Ingevolge artikel 2, aanhef en onder i, van de Verordening worden onder 'gezinsleden', voor zover thans van belang en voor zover het gezin reeds in het land van herkomst bestond, de volgende leden van het gezin verstaan: de echtgenoot van de asielzoeker en de minderjarige kinderen.
2.3.2. Niet in geschil is dat de vreemdeling sub 2 met haar minderjarig kind [kind] via Griekenland naar Nederland is gereisd, dat zij in Griekenland geen asielaanvraag heeft ingediend, en dat haar echtgenoot als enig lid van het gezin niet via deze route naar Nederland is gereisd. Evenmin is in geschil dat zij in Irak met zijn drieën een gezin hebben gevormd. Gelet hierop en nu hun minderjarig kind is aan te merken als een gezinslid in de zin van de Verordening, heeft de staatssecretaris zich terecht op het standpunt gesteld dat artikel 14, aanhef en onder b, van de Verordening niet van toepassing is en dat Griekenland, gelet op het bepaalde in artikel 14, aanhef en onder a, verantwoordelijk is.
Deze beroepsgrond faalt.
2.4. Voor zover de vreemdelingen, samengevat weergeven en voor zover thans van belang, onder meer onder verwijzing naar verschillende stukken, klagen dat zij in Griekenland dreigen te worden uitgezet in strijd met artikel 3 van het Verdrag tot bescherming van de rechten van de mens en de fundamentele vrijheden (hierna: het EVRM) en het Vluchtelingenverdrag en dat in Griekenland onvoldoende mogelijkheden zijn om een uitzetting in strijd met die bepalingen te voorkomen, wordt verwezen naar hetgeen ter zake is overwogen in de hiervoor genoemde uitspraak van de Afdeling van 3 november 2009. Uit overweging 2.7.1. van die uitspraak vloeit voort dat deze beroepsgrond faalt.

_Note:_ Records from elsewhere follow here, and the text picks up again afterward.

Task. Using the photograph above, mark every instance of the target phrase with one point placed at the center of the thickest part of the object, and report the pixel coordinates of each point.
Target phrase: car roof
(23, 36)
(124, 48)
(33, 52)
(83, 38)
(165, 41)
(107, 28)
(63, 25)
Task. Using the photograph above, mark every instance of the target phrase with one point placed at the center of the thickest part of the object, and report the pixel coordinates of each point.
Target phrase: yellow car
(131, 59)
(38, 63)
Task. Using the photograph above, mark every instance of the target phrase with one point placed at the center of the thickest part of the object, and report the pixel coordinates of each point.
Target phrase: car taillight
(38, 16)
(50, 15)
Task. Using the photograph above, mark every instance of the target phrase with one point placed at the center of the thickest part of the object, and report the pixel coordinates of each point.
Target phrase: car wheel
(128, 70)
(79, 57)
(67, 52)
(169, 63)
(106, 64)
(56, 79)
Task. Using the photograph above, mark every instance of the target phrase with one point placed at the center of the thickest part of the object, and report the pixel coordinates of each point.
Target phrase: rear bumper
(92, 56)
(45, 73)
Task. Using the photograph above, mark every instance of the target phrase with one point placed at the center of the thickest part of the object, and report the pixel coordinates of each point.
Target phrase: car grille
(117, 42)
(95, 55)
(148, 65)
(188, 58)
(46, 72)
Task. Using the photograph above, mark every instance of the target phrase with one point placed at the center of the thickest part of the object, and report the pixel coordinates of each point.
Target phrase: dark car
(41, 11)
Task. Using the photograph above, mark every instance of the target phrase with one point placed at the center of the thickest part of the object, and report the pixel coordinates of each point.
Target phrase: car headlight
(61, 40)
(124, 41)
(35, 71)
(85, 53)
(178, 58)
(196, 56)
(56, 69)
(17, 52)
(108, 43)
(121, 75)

2.5. Voor zover de vreemdelingen betogen dat de staatssecretaris heeft miskend dat hun in Griekenland zelf, gelet op de detentieomstandigheden en het ontbreken van opvang- en andere voorzieningen, een behandeling strijdig met artikel 3 van het EVRM staat te wachten, wordt eveneens verwezen naar hetgeen ter zake is overwogen in de uitspraak van 3 november 2009. Uit overweging 2.8. en volgende van die uitspraak vloeit voort dat deze beroepsgrond faalt.
2.6. De beroepen van de vreemdelingen tegen de besluiten van 18 september 2008 zijn ongegrond.
2.7. Voor een proceskostenveroordeling bestaat geen aanleiding.
3. Beslissing
De Afdeling bestuursrechtspraak van de Raad van State
Recht doende in naam der Koningin:
I. verklaart het hoger beroep gegrond;
II. vernietigt de uitspraak van de rechtbank 's-Gravenhage, nevenzittingsplaats Zwolle, van 21 augustus 2009 in zaken nrs. 08/33955 en 08/34342;
III. verklaart de door de vreemdelingen bij de rechtbank in die zaken ingestelde beroepen ongegrond.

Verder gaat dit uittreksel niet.